Hamann writes, “The spirit of observation and the spirit of prophecy are the wings of human genius. All that is present belongs to the domain of the former; all that is absent, the past and the future, belongs to the domain of the latter. Philosophical genius expresses its power through striving, by means of abstraction, to make what is present absent; it disrobes actual objects into naked concepts and merely conceivable attributes, into pure appearances and phenomena. Poetic genius expresses its power through transfiguring, by means of fiction, visions of the absent past and future into present representations. Criticism and politics resist the usurpations of both powers and ensure that they are balanced, through these positive forces and means of observation and prophecy.”
This provides a scheme for thinking about the Enlightenment and its critics.
For Hamann, the Enlightenment is an effort to exorcise the spirit of prophecy, but in reality the two spirits are mutually dependent: “the spirits of observation and of prophecy are expressions of a single positive power which cannot be divorced by their nature but only in thoughts and for the use of thoughts; they in fact mutually presuppose themselves, refer to each other, and have effects in common.” Though Hamann describes the present as “an indivisible point,” he also affirmed that “the duplication of its power and its close connection with the past, as effect, and with the future, as cause, are not at all cancelled.”

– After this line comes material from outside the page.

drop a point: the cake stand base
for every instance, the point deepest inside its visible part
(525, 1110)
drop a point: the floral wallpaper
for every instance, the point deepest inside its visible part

He asks rhetorically, “What would all knowledge of the present be without a divine remembrance of the past, and without an even more fortunate intimation of the future, as Socrates owed to his daemon? What would the spirit of observation be without the spirit of prophecy and its guiding threads of the past and future?” And, “Are not prophecy and chop-logic the universal magnetism of our intellectual inertia and motive force within the entrails and brain of our small world?”
Hamann’s lament over the Enlightenment is a lament about the absence of prophecy among those who are gripped by the spirit of observation: “Are there no longer Sauls among the prophets? prophesying Caiaphases among the high priests? no Pontii Pilati who despite their skepticism become the closes witnesses of truth?”
But the Enlightenment has its limits and internal contradictions. Prophecy can’t be suppressed; the spirit blows where He will: “A spirit of prophecy still fills with wisdom the Bezaleels and Aholiabs, Nicolaitanes and Balaamites, letter-men and writing-men of all times, to work all manner of work, of the engraver, of the cunning workman, and of the embroiderer.”
Hamann’s categories not only give us a handle on Enlightenment (observation/present), but also on contemporary assaults on the Enlightenment. These critiques are often critiques of the Enlightenment notion of presence, and insist, with Hamann, that presence is always infected and inflected by absence, that within the present there is always the trace of the past and future. Critics of the Enlightenment, on Hamann’s terms, are attempting to revive the spirit of prophecy.
Unlike Hamann, however, in some critics of the Enlightenment, prophecy swallows up observation, absence nullifies presence. Hamann thinks prophecy greater than observation, but doesn’t eject observation.